Moscou n'a plus peur de rien
Gazeta Wyborcza voit dans cette offensive le signe que la Russie est prête à tuer des citoyens des Etats de l'OTAN :
«Jusqu'à présent, les Russes se tenaient à l'écart des passages situés à la frontière occidentale de l'Ukraine permettant à l'aide occidentale d'arriver dans le pays, probablement par crainte de tuer des citoyens appartenant aux Etats membres de l'OTAN ou de rater leur cible et de causer, à cause de l'explosion d'un missile, des dégâts, voire des victimes du côté polonais, c'est-à-dire du côté de l'OTAN. L'attaque contre le train à destination de Varsovie montre que la Russie n'a plus peur de prendre ce risque. Elle est prête à payer le prix de victimes qui sont dans notre camp. Peut-être vise-t-elle même délibérément des citoyens d'Etats membres de l'OTAN.»

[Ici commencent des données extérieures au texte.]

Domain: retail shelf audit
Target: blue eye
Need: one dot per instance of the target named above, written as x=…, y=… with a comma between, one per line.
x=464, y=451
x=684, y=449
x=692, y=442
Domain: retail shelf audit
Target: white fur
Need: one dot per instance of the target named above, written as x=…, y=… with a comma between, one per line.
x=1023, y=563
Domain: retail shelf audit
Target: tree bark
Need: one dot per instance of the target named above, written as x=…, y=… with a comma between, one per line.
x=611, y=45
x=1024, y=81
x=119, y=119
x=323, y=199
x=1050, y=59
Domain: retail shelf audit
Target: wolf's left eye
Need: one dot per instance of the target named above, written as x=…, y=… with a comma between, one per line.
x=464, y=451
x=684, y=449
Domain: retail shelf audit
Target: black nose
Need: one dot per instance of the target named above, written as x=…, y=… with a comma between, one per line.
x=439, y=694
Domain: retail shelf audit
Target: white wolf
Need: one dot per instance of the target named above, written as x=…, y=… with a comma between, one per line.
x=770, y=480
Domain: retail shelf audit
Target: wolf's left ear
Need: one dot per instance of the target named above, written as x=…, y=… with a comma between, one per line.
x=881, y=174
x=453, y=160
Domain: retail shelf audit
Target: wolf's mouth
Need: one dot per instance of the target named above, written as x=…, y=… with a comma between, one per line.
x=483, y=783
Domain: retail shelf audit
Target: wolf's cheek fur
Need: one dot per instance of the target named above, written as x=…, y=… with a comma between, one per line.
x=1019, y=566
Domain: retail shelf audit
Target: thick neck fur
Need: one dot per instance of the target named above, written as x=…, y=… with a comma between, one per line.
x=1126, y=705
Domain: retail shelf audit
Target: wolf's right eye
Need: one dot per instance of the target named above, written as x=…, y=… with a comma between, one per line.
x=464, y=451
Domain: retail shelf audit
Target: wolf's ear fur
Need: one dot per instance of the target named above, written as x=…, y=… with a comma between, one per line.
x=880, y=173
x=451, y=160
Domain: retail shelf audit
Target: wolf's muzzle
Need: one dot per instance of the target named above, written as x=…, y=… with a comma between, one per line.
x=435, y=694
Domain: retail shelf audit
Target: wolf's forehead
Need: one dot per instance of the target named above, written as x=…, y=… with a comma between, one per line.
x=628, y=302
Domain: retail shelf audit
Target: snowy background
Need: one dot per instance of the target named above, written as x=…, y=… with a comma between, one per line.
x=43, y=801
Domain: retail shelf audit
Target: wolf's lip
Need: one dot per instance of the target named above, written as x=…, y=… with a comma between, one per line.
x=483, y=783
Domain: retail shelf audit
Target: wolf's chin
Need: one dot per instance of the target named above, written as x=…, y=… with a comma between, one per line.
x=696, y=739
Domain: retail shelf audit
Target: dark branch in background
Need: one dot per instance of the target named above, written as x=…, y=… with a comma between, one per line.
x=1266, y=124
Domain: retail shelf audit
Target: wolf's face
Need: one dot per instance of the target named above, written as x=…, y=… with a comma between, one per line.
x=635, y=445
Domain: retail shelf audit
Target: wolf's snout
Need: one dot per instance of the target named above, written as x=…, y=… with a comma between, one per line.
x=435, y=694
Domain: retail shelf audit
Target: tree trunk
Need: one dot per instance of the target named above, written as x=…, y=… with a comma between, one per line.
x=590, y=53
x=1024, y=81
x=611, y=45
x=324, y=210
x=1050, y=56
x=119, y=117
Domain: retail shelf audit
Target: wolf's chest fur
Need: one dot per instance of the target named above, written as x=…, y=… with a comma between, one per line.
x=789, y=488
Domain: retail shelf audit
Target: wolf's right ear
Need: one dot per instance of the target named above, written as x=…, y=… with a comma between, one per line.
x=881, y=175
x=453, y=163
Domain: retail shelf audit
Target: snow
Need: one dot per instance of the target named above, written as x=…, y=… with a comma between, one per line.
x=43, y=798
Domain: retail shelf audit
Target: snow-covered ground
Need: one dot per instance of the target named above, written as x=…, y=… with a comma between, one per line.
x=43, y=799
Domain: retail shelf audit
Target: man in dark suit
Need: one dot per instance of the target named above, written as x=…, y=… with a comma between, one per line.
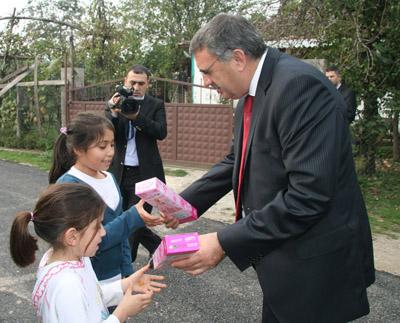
x=301, y=219
x=333, y=74
x=137, y=156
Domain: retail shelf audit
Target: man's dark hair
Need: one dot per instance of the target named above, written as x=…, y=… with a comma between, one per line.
x=139, y=69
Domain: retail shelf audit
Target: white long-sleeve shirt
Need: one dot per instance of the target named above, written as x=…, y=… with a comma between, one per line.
x=68, y=291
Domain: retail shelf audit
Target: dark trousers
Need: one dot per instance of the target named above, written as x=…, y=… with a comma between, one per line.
x=144, y=236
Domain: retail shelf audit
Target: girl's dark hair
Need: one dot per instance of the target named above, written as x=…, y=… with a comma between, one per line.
x=60, y=207
x=84, y=130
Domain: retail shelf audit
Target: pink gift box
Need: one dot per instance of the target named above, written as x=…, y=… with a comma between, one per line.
x=175, y=246
x=159, y=195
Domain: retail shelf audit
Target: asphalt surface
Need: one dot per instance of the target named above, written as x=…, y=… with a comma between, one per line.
x=224, y=294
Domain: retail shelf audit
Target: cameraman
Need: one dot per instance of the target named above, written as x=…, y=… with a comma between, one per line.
x=137, y=129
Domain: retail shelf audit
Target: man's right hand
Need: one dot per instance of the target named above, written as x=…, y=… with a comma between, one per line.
x=113, y=102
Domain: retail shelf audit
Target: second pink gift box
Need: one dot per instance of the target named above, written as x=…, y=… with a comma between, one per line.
x=159, y=195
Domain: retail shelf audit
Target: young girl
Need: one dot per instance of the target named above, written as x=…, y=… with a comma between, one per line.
x=82, y=154
x=68, y=217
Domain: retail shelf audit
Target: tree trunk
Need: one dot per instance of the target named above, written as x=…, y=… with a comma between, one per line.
x=395, y=134
x=369, y=135
x=36, y=95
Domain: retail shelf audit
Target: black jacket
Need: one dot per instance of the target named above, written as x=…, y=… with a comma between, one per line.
x=306, y=230
x=151, y=125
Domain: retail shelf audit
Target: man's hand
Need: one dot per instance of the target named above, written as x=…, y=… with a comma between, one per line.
x=149, y=219
x=170, y=221
x=114, y=101
x=209, y=255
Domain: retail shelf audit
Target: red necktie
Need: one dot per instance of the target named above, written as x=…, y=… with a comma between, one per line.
x=248, y=105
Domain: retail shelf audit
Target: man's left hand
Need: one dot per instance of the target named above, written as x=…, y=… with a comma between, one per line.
x=209, y=255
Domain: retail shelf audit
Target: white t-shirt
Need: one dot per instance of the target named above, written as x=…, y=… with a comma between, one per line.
x=68, y=291
x=105, y=187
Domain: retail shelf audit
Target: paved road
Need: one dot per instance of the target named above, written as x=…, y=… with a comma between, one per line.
x=221, y=295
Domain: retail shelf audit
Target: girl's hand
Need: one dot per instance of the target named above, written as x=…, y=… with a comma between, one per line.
x=170, y=221
x=141, y=283
x=148, y=219
x=132, y=304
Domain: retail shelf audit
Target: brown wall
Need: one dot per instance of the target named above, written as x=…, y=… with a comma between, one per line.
x=198, y=134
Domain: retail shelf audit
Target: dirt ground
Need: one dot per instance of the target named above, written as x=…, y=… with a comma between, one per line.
x=386, y=250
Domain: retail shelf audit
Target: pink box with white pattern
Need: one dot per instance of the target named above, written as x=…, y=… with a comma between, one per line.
x=159, y=195
x=175, y=246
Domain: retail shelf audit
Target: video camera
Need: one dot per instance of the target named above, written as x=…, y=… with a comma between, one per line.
x=127, y=102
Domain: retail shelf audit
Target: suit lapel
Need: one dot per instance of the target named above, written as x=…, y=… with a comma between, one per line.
x=264, y=81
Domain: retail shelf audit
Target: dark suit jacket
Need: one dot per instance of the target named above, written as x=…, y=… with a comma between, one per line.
x=151, y=125
x=350, y=98
x=306, y=230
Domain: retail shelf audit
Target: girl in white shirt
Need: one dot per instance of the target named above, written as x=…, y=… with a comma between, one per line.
x=68, y=216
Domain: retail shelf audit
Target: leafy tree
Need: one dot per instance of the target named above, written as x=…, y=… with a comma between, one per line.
x=361, y=37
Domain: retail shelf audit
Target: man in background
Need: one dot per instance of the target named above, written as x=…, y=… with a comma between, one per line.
x=137, y=156
x=333, y=74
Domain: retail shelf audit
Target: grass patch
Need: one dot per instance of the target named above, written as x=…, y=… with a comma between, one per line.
x=175, y=172
x=41, y=160
x=382, y=197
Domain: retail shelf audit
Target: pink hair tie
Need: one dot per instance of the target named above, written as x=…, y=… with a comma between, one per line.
x=64, y=130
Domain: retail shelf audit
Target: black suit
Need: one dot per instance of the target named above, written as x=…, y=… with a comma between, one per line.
x=306, y=230
x=150, y=126
x=350, y=98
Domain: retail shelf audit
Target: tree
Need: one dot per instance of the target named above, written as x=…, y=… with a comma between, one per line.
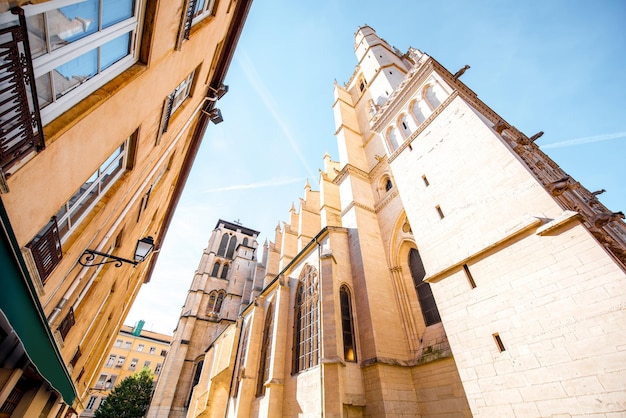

Le Kremlin veut miner le soutien à l'Ukraine
Dans Interia, le journaliste libéral Leszek Jażdżewski voit dans les attaques de drones un coup de semonce pour l'Europe :
«Poutine a compris que, dans cette guerre, le soutien apporté à l'Ukraine par l'Europe occidentale reposait sur des bases fragiles, et que les pays n'étaient pas particulièrement résolus à se battre. Et que des tensions internes délibérément attisées, ainsi que des sentiments nationalistes et anti-ukrainiens – comme en Pologne –, peuvent porter leurs fruits : ils pourraient conduire à un affaiblissement du soutien occidental à l'Ukraine à un tournant dans le cours de la guerre.»